Often, incident response begins with an alert sent to the on-call team. You create alerts in Lightstep that activate when a set threshold on a Stream is crossed. Thresholds can be set for an error percentile, latency, or operations per second.
More about Streams
Streams allow you to proactively monitor parts of your system that are crucial to business health. You create Streams based on a query of your services, operations, and attributes. Lightstep continuously receives data from your Satellites that match the query and stores statistics and example traces to ensure you always have data from 0 to p99.9, including outliers. The Stream view displays statistical time series data and example traces and stores them for as long as your Data Retention policy allows.
Learn more about Streams.
When an alert is triggered, a message is sent to the configured destination, like a Slack channel or PagerDuty. The message includes a link into the Stream that triggered the alert and links to example traces.
You create an alert by defining a notification destination and a threshold that determines when the alert will trigger.
For this step, let’s create an alert that will trigger whenever the error percentage rate on the
android service goes above 5%. Let’s tell Lightstep to send that alert to the on-call team’s Slack channel every 10 minutes until it’s resolved.
We’ll start by creating a Slack notification destination. In Lightstep, the Destinations tab of the Alerts view shows all current notification destinations that alerts can be sent to. Click New Message Destination to create a destination for the on-call Slack channel.
In the dialog, you use the dropdown to search for the channel you want to post the alerts to. In this case, we’ll search for
#on-call. When you click Save, the new destination now appears in the list.
Now that we have a destination to send the alert to, we can create the alert on a Stream. We have a Stream that monitors the
androidservice, so we’ll use that.
When we open the Stream view, we can see that there have been errors. Good thing we’re creating an alert!
Click the Create Alert button to create the alert.
We’ll define the threshold to send the alert in this dialog. Choose Error Percentage for the Signal, set the Threshold to be above 5%, and the Evaluation Window to be 5 minutes, meaning that the alert won’t be sent until the violation lasts for 5 minutes.
Now we’ll add a notification destination and configure where to send the alerts and how often. Click Add Notification Destinations and select Slack for the Integration, the #on-call channel as the Destination, and set the Interval to be 5m, meaning the alert will be sent every 5 minutes until resolved. Once you click Create, the alert appears on the Stream. A dotted grey line on the Stream shows the threshold and the name of the alert that will trigger when the threshold is crossed.
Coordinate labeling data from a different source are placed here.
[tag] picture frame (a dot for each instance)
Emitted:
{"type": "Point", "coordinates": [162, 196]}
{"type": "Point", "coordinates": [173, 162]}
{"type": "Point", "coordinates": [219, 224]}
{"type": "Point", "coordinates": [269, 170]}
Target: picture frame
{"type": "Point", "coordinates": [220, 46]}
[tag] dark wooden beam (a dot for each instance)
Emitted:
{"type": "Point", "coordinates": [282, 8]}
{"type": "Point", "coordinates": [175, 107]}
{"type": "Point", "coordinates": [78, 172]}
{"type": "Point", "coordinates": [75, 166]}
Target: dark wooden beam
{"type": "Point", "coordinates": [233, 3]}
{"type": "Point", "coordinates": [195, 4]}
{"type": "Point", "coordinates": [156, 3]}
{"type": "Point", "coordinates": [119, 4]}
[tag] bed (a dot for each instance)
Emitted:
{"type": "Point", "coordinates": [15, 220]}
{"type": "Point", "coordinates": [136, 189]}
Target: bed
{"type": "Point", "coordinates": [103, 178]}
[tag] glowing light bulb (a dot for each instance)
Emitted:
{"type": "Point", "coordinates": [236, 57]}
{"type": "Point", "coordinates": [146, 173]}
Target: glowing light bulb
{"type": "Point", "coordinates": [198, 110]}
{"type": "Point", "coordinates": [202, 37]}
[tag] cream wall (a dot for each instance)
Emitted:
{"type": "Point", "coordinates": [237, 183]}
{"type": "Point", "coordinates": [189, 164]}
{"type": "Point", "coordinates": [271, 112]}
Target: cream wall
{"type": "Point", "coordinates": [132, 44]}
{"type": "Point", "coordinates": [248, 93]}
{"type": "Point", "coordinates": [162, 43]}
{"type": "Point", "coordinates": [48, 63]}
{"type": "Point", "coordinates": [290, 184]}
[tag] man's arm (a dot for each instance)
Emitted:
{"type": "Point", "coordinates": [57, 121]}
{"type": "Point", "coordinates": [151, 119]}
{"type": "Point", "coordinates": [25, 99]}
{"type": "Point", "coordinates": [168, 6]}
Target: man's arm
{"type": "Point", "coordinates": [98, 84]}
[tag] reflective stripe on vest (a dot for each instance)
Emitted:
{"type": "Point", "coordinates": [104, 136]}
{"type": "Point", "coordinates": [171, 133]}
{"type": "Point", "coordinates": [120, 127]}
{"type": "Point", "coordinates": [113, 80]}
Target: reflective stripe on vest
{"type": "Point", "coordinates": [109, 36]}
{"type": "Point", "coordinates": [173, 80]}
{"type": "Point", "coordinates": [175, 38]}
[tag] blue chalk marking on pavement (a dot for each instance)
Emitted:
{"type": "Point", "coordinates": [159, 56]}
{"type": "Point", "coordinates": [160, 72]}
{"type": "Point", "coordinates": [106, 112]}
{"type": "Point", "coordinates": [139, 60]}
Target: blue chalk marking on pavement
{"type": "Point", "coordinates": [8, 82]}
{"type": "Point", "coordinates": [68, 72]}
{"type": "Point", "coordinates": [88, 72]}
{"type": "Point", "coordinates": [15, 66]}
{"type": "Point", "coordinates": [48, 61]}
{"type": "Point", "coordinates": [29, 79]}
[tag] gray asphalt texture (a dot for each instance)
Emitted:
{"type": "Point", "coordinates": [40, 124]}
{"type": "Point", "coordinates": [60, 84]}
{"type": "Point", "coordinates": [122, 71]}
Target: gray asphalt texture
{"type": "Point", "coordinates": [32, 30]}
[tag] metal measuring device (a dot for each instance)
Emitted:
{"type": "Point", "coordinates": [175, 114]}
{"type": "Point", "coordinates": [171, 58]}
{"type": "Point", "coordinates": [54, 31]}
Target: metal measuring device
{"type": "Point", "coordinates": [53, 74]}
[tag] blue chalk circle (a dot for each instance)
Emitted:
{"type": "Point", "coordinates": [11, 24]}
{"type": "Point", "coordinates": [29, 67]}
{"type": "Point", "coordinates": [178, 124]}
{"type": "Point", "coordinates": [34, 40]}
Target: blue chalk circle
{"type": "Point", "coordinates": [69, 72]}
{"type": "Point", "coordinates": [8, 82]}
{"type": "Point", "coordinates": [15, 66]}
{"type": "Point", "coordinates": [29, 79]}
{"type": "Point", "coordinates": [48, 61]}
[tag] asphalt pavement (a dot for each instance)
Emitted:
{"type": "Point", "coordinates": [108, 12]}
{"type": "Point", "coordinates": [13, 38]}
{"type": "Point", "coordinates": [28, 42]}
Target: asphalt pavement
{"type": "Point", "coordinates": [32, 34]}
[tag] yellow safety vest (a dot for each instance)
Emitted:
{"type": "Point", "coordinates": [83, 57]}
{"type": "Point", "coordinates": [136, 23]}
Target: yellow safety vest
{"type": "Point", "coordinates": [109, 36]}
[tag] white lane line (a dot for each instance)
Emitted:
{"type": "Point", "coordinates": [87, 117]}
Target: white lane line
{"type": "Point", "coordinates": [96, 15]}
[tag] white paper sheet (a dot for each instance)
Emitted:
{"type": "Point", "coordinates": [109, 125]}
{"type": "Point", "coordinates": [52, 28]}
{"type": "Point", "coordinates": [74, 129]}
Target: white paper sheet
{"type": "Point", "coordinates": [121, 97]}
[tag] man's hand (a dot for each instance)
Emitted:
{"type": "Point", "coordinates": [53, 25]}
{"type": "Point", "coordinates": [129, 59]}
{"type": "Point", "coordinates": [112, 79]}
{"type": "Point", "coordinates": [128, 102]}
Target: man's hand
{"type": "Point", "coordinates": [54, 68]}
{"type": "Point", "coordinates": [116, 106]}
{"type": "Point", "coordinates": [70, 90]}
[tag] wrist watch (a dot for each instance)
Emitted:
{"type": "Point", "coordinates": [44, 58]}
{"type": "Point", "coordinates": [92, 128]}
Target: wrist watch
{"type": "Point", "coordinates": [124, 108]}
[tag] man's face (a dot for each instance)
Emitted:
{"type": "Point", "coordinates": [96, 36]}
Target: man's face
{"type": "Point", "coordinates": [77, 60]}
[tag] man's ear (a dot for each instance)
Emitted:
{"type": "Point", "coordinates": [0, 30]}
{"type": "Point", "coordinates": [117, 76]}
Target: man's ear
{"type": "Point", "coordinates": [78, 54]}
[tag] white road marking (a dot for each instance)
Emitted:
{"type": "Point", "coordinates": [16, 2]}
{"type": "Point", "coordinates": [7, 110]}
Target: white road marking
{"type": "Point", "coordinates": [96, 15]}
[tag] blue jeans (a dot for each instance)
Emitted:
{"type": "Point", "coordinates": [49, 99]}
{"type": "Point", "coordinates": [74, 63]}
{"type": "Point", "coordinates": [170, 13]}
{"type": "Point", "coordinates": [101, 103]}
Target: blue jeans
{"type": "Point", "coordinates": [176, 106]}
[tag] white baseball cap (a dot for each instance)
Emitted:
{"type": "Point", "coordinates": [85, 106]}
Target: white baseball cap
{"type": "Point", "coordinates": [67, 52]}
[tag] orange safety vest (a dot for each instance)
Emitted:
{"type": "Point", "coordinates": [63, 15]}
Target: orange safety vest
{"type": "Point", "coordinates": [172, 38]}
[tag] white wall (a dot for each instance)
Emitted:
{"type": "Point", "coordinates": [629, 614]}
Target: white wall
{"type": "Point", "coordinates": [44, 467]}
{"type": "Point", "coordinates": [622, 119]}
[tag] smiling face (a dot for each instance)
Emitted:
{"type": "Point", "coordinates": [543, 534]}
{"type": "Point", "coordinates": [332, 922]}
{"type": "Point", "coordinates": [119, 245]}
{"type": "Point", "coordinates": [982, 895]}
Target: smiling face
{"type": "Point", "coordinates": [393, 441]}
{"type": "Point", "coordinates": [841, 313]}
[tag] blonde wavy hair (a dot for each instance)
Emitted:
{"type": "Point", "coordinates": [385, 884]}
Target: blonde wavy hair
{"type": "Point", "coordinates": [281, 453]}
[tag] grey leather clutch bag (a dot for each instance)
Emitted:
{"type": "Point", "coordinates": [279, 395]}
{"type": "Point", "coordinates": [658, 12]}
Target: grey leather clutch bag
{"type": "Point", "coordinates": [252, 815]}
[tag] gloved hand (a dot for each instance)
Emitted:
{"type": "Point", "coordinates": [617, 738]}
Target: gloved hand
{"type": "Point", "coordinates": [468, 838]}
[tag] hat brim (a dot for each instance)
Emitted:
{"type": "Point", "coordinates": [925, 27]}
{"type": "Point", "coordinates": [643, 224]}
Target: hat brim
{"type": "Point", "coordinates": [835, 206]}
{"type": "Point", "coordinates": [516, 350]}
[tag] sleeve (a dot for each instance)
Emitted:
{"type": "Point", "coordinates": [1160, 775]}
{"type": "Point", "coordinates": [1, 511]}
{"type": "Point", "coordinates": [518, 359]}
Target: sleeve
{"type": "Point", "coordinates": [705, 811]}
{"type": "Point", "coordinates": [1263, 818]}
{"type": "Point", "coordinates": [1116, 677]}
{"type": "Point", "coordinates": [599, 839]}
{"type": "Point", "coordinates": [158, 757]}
That’s it! Now we wait for the threshold to be crossed and the alert to be sent.
Sure enough - it happened again! The on-call team can click one of the example traces to see what’s going on. Looks like it might be a 429 error code coming from the
get-store-data operation on the
In the next step, we’ll see how we can make it easy for the team to begin remediation by adding links from Lightstep to other tools the team uses.
What Did We Learn?
- You create alerts on Streams. Lightstep Satellites continuously monitor 100% of your telemetry data, looking for instances where defined thresholds are crossed.
- You create alerts by defining a destination for the alert, a threshold that should trigger the alert, and rules for when the alert should be sent.